The company says it will deliver its S-100 Camcopter UAS equipped with a cutting-edge naval surveillance sensor suite for improved situational awareness.

French technology firm Thales is part of the contract and will focus on system integration to bring “high level” intelligence, surveillance, and reconnaissance capabilities to the drone chopper.

“We are immensely proud that the Camcopter S-100 is the UK Ministry of Defence’s choice for its prestigious Peregrine program,” Schiebel chairman Hans Georg Schiebel said.

“The S-100 is the optimal UAS for a growing number of navies worldwide and has proven its superiority and outstanding capabilities throughout its numerous operational deployments.”

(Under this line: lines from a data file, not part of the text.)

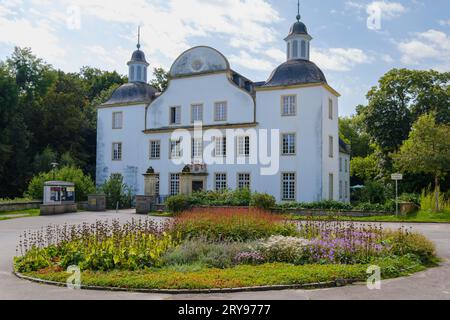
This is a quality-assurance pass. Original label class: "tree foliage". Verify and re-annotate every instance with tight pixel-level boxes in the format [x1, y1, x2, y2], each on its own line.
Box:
[26, 166, 95, 201]
[393, 114, 450, 210]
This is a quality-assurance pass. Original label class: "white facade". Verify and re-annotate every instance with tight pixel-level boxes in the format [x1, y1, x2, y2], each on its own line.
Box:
[96, 14, 351, 203]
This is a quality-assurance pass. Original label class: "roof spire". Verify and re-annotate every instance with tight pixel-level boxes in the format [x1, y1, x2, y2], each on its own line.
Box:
[296, 0, 301, 21]
[137, 26, 141, 50]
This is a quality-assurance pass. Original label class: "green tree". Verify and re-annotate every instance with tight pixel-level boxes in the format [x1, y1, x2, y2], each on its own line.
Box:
[339, 114, 373, 157]
[26, 166, 95, 201]
[80, 66, 126, 101]
[0, 65, 31, 197]
[350, 154, 379, 182]
[393, 113, 450, 211]
[149, 67, 169, 92]
[32, 146, 57, 174]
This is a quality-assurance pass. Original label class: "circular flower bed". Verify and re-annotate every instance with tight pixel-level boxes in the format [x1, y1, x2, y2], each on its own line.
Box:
[14, 208, 438, 291]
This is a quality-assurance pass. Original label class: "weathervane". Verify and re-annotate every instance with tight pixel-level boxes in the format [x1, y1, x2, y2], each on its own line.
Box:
[297, 0, 301, 21]
[137, 26, 141, 50]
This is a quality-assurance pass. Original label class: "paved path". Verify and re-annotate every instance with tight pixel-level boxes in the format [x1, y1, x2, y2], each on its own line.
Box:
[1, 211, 449, 300]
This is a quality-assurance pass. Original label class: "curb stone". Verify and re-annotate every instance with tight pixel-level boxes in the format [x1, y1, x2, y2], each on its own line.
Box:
[13, 271, 358, 295]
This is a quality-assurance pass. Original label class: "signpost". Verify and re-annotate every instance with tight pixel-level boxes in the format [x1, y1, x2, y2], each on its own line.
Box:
[391, 173, 403, 216]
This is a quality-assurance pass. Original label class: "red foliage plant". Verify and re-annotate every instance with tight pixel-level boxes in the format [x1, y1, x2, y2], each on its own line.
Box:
[169, 207, 298, 242]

Schiebel’s Camcopter S-100 can perform vertical takeoff and landing and operate day and night in adverse weather conditions.

The drone has a rapid launch ability, superior mission endurance, and high-performance sensors to find, track, and identify targets.

It is fitted with Thales’ I-Master radar, an electro-optical/infrared camera, and an automatic identification system to augment its ability to detect unknown targets.

The camera can produce high-definition imagery transmitted in real-time to give crew time to make operational decisions.

‘Significant Milestone’

Schiebel highlighted the importance of sophisticated UAS when navies find themselves “increasingly threatened” by a wide range of hostile platforms.

Launching quickly and providing long-range mission endurance is crucial in congested maritime environments.

“This is a significant milestone for the Royal Navy as it is an immediate enhancement to its operational capability, but it also supports their strategic transition to uncrewed technology,” Thales CEO Alex Cresswell said.